Ali estava eu no terceiro dia em Pamplona, sentada no Café Iruña, onde dizem que Hemingway batia ponto e onde escreveu alguns de seus livros.

(“Nenhum homem é uma ilha isolada; cada homem é uma partícula do continente, uma parte da terra; se um torrão é arrastado para o mar, a Europa fica diminuída, como se fosse um promontório, como se fosse a casa dos seus amigos ou a tua própria; a morte de qualquer homem diminui-me, porque sou parte do gênero humano. E por isso não perguntes por quem os sinos dobram; eles dobram por ti.” 

Este trecho é de John Donne, mas o conheci através de Hemingway, portanto me é impossível dissociar) 

Será que algum terei algo ao menos publicado? Faz tempo que não tenho mais a ilusão de ser uma escritora, mas sonhar um pouquinho ainda é gratuito e não costuma fazer muito mal…

Enfim, neste dia fiz o trajeto entre Zubiri e Pamplona e encontrei a primeira conurbação do Camino (estão vendo como me lembro das minhas aulas de Geografia?!?!), quando se passa pelos pueblos de Trinidad de Arre, Burlada e Pamplona.

Pamplona é linda, com suas casas coloridas e ruas estreitas. Fico pensando como são as Corridas Del Toro por essas ruazinhas minúsculas!!!

Cheguei em Dia de Fiesta, dia santo, “Sexta-feira da Paixão” e a cidade estava lotada, tipo estância turística. 

É engraçado chegar carregando mochila, suja, trebada de cansaço e esbarrar em famílias reunidas, crianças brincando, tudo como num feriado comum. E eu já estava sem saber que dia do mês ou da semana era, só sabia que tinha que levantar no dia seguinte e andar, andar e andar.

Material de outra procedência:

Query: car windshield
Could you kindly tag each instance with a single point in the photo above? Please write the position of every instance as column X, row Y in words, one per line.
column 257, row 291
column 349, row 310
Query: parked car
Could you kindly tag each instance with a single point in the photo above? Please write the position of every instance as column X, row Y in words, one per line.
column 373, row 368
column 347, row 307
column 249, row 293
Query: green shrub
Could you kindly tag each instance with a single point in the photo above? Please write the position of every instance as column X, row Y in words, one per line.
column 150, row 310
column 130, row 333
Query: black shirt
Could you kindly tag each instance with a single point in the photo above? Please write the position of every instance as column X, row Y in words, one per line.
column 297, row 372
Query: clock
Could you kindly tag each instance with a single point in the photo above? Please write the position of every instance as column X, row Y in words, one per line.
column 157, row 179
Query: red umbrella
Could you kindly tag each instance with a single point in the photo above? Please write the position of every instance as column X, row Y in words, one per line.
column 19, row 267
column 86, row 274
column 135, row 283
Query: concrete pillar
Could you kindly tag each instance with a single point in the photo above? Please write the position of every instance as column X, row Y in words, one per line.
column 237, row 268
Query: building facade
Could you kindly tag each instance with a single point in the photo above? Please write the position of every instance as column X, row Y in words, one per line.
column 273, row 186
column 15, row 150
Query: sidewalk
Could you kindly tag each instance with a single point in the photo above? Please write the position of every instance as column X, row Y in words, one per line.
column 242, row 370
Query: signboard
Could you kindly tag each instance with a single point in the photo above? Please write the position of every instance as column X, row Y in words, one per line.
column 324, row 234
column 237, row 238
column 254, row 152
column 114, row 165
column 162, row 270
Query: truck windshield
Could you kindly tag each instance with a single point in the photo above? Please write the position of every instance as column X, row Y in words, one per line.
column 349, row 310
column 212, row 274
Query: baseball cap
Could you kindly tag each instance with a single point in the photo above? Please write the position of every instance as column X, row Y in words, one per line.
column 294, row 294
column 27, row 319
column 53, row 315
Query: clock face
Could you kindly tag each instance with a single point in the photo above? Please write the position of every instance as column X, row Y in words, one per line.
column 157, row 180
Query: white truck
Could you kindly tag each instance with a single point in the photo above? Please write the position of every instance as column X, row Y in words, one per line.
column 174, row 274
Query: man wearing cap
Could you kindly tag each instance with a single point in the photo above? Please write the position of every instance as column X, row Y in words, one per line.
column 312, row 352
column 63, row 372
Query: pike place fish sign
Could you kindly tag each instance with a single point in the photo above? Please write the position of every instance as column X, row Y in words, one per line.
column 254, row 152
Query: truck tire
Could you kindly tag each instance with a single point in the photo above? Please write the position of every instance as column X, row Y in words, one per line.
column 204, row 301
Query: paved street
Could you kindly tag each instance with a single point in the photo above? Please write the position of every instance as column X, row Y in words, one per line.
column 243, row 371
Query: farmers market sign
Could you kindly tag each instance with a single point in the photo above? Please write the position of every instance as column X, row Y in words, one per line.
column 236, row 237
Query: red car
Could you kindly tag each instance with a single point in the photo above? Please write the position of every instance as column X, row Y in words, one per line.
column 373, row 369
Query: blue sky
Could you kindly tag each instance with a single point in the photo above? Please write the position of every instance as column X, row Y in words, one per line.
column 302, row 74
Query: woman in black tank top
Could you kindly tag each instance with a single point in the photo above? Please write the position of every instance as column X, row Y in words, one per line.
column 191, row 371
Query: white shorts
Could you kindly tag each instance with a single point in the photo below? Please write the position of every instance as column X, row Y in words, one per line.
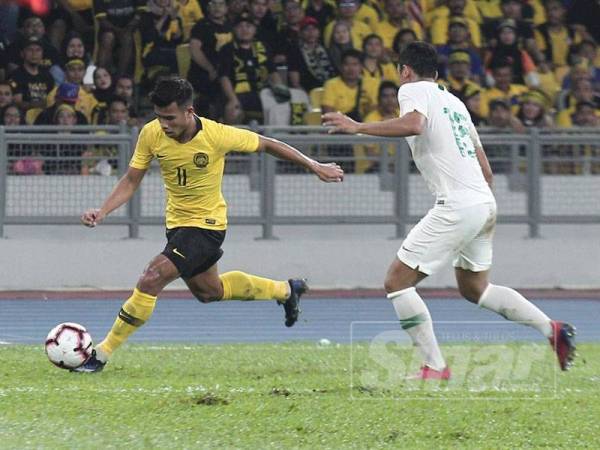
column 463, row 234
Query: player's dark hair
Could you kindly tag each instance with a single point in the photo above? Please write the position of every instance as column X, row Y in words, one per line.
column 386, row 84
column 352, row 53
column 421, row 57
column 369, row 38
column 172, row 89
column 118, row 99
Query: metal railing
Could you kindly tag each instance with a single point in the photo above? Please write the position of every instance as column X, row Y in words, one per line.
column 541, row 178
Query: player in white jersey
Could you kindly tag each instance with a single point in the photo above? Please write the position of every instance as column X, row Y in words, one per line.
column 448, row 153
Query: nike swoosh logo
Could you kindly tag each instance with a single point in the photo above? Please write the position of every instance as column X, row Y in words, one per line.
column 178, row 253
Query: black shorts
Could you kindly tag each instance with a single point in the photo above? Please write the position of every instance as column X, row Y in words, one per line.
column 193, row 250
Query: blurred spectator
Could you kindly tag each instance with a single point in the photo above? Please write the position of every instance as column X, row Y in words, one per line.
column 245, row 68
column 404, row 37
column 118, row 111
column 501, row 118
column 507, row 51
column 103, row 85
column 458, row 39
column 63, row 159
column 288, row 33
column 443, row 9
column 348, row 94
column 533, row 111
column 397, row 18
column 190, row 12
column 283, row 106
column 440, row 23
column 586, row 54
column 266, row 25
column 207, row 38
column 585, row 13
column 579, row 69
column 22, row 158
column 162, row 30
column 66, row 94
column 586, row 114
column 33, row 30
column 503, row 88
column 582, row 92
column 74, row 15
column 367, row 14
column 472, row 99
column 387, row 108
column 459, row 74
column 3, row 62
column 513, row 10
column 341, row 41
column 12, row 115
column 31, row 82
column 322, row 10
column 117, row 21
column 124, row 91
column 9, row 15
column 308, row 62
column 103, row 159
column 74, row 72
column 6, row 94
column 375, row 69
column 75, row 48
column 103, row 92
column 347, row 10
column 554, row 37
column 237, row 7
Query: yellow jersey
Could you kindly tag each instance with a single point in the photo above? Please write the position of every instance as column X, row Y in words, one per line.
column 193, row 171
column 341, row 97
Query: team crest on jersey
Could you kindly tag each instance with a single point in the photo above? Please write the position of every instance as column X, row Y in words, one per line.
column 201, row 160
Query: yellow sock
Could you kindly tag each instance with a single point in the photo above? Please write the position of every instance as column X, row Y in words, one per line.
column 242, row 286
column 134, row 313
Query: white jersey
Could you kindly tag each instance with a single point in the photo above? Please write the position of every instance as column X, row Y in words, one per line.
column 445, row 152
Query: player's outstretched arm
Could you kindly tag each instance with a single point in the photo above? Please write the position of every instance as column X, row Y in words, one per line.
column 410, row 124
column 330, row 173
column 120, row 195
column 485, row 166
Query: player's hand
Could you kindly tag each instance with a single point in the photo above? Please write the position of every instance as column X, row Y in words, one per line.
column 339, row 123
column 329, row 173
column 92, row 217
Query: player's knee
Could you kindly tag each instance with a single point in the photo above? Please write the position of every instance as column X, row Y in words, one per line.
column 107, row 39
column 208, row 296
column 151, row 281
column 471, row 291
column 393, row 284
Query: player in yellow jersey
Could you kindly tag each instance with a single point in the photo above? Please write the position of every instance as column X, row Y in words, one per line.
column 191, row 152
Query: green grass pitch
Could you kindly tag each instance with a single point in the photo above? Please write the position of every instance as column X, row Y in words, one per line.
column 291, row 396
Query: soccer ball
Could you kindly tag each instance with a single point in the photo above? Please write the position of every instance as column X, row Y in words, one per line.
column 68, row 345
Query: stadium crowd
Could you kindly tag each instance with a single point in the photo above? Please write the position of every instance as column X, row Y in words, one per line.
column 515, row 63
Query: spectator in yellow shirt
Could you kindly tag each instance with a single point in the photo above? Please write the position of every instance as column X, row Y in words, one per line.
column 397, row 18
column 74, row 72
column 439, row 25
column 375, row 69
column 503, row 88
column 347, row 10
column 459, row 73
column 387, row 108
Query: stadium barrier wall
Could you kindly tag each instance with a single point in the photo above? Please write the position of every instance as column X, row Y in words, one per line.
column 362, row 219
column 540, row 178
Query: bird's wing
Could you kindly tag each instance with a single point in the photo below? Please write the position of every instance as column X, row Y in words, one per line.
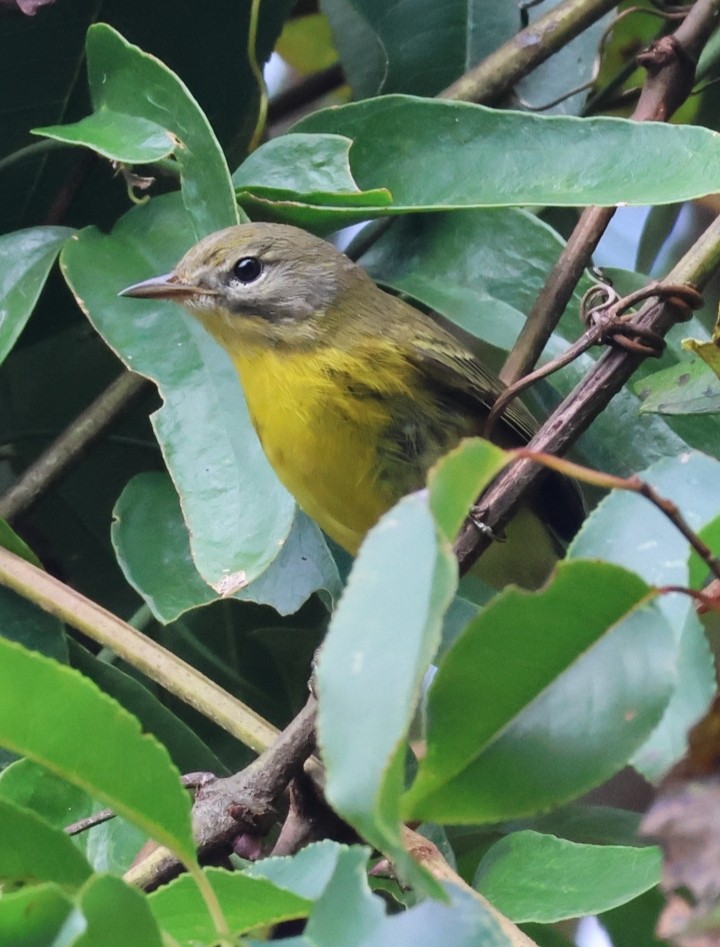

Para mim andar é como meditar, pois tudo o que você é, o que viveu, quem quer ser e o por quê, passa pela sua cabeça. Porém também vão passando letras de músicas, trechos de livros, cenas de filmes. E também tem horas em que não se pensa em nada e somente reparamos depois de um tempo que nossa mente está completamente quieta.

Nesta noite havia sonhado com um filme, aí percebi que esse filme não existia e que poderia ser um roteiro. 

Uma prostituta engravida, tem a menina e quando a criança está com uns 6 meses a abandona perto de casa. Todos na vizinhança, que é tipo um cortiço, conhecem a criança e a entregam para avó cuidar. A menina cresce e vira prostituta sem saber que a mãe também era, pois disseram à menina que a mãe somente foi embora em busca de uma vida melhor. Um dia a avó recebe um recado dizendo que a mãe está voltando e a menina se desespera, pois não quer que a mãe saiba que é prostituta. Como o mundo é uma interminável roda-gigante, a menina também havia engravidado e abandonado a criança sem ninguém saber e o menino morava na rua, próximo ao cortiço. Ao saber que a mãe está voltando, tenta se aproximar do menino que abandonou, mesmo que o mantivesse “sob as vistas” o tempo todo.

E então eu acordei…
O filme tinha nome, mas não me lembro. 

Só sei que a atriz que fazia a “menina” era a Alessandra Negrini.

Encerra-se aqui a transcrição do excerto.